One of the words that keeps cropping up in the Arab assessment of Saddam Hussein's capture is "humiliation." The word has been used over and over, from the shaving of his beard to get rid of whatever was in it (weapons of mass destruction?) to the way he surrendered without a shot. Many feel shame that the great defier of evil America and its British lackeys did not die in a blaze of glory. One rather feels shame that the Arab people, not just Iraqis, have had to put up with this kind of jackass as the best hero their culture could produce.

Usama bin Laden is of the same ilk -- a rich brat who searches for a meaningful life by deceiving the poor, murdering as the whim strikes and bringing Islam into disrepute. The late Hafez al Assad of Syria was another. Libya's Muamar Khaddafy (regardless of which spelling one uses) also counts but may have grown up lately. And the great pan-Arab Nasser was the biggest blowhard and buffoon of them all.

If the Arab leaders of the last century have proved wanting, there is a corner of Arab opinion, which was fully on display last week, that says outsiders are responsible. It is "arrogant" America that has brought all this suffering on Iraq, Palestine, Lebanon, etc. Before that, it was the evil British. And the Zionists. These are the sources of shame and humiliation. How wonderful, not a jot of this the fault of the Arab universities, media, military, or broader culture.

In reality, people tend to get the kind of government they deserve. Cultures that embrace the strong-man theory get Saddam Husseins, Joe Stalins and Benito Mussolinis. Part of the problem may even be religious -- the system founded by Mohammed, Peace Be Unto Him, may have been quite suitable to a man of his exceptional abilities, but lesser men (and most are lesser) may be unable to make it work.

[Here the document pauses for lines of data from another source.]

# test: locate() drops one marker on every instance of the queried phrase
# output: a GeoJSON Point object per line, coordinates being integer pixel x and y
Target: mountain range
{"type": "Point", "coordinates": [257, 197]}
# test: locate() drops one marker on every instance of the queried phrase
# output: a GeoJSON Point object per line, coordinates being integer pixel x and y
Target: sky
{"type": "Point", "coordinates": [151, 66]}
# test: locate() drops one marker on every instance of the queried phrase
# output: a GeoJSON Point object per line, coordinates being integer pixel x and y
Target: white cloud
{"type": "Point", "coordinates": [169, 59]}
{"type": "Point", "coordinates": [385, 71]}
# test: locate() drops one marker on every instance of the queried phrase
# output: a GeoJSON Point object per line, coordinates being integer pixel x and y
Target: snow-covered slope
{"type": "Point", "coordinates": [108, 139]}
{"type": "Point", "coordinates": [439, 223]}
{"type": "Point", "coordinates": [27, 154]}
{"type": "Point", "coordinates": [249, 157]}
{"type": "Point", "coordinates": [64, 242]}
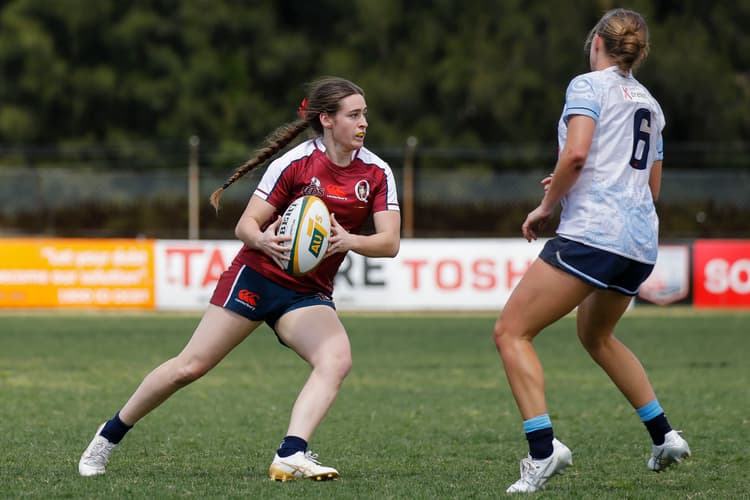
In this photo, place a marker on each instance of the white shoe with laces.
(536, 473)
(94, 459)
(301, 465)
(674, 450)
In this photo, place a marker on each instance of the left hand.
(535, 222)
(340, 239)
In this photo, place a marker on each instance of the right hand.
(270, 243)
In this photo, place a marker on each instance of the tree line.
(455, 73)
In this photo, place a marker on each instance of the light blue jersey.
(610, 206)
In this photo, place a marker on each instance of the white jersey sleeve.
(610, 207)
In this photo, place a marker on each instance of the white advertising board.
(427, 274)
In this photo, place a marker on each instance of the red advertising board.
(721, 275)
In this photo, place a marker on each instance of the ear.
(597, 42)
(325, 120)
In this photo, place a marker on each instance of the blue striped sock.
(652, 416)
(539, 434)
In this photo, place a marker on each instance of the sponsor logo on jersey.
(336, 191)
(634, 93)
(362, 190)
(314, 188)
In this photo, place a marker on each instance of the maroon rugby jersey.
(352, 193)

The truth is that the infidel Americans marched into Baghdad against ineffective resistance, hunted down the great fool, and showed him on TV getting checked for lice. It was rather humiliating, but pride has a more noble source than Ba'athism, a cult of personality that delivered nothing to the people and still claimed to be for them. And with the possible exception of Egypt, Iraq was the mightiest nation in the Arab world. Hence, the concern among Arabs over who is next because none can stand against the infidel Yankees.

There are a great many more humiliations to be played out in Iraq as the Saddam Hussein show trial begins and as the occupation continues for the next few years (or decades). If a new generation of Arab patriot can accept the ideas that not all the world is an enemy, that opposition does not mean treason, and that outsiders are not a problem for a people that has its house in order, greatness beckons, again.